İstanbul'a kar değil aşk yağıyor...



İstanbul'a öykü yağıyor.

Öyküde bir adam,

Galata’da bir kafede çay içiyor. Yıllar sonra ilk kez geldiği bu şehirde bir kış günü ayrıldığı aşkını hatırlıyor. Hatalıydım ama o gün kar yağsaydı belki de ayrılmazdık diye düşünüyor. Tanıştıkları o karlı gün, kızı düşünce tutup kaldırmıştı ya kolundan, belki o günün hatrına yüreğimi ayazda bırakmazdı diye bir iki damla gözyaşı akıtıyor.

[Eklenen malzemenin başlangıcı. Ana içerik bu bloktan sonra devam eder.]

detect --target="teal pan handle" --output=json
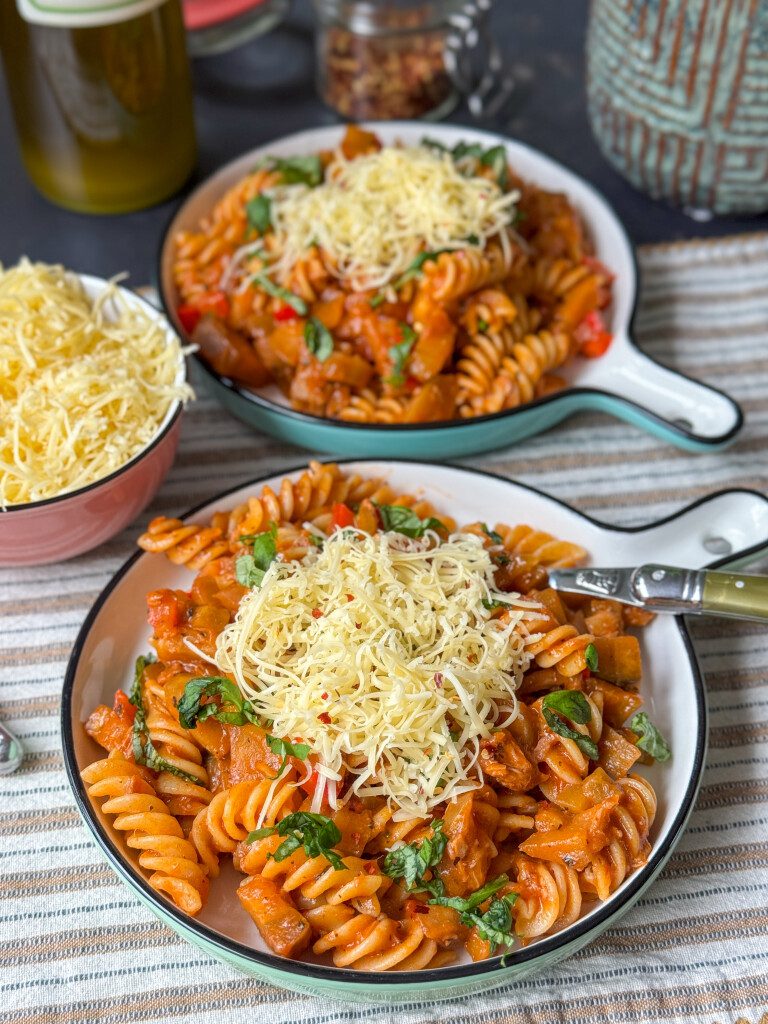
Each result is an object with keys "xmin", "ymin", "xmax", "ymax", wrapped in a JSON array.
[{"xmin": 579, "ymin": 338, "xmax": 743, "ymax": 452}]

İstanbul'a kar değil, öykü yağıyor.

Öyküde bir kadın,

Elinde örgüsü dışarı bakıyor. Kendisini karların üstüne bırakan çocuğu görünce gülümsüyor. Yıllar önce karlı bir günde, okulun girişinde düştüğü günü hatırlıyor. Kolundan tutup kaldıran eski sevgilisi aklına geliyor. Ayrılalım dediğimde “gitme” deseydi keşke, diye içinden geçiriyor. Bir daha öyle sevmediği gerçeğiyle yüzleşince bir iki damla gözyaşı akıtıyor.

İstanbul’a kar yağıyor

İstanbul’un her yanına kardan sebep aşklar dağılıyor.

Kimileri tekrar düşmeyi,

Kimileri düşünce kaldıracağı birilerini hayal ediyor.

Kar, öykü oluyor.

Aşkı kardan olanların öyküsü eriyip gidiyor.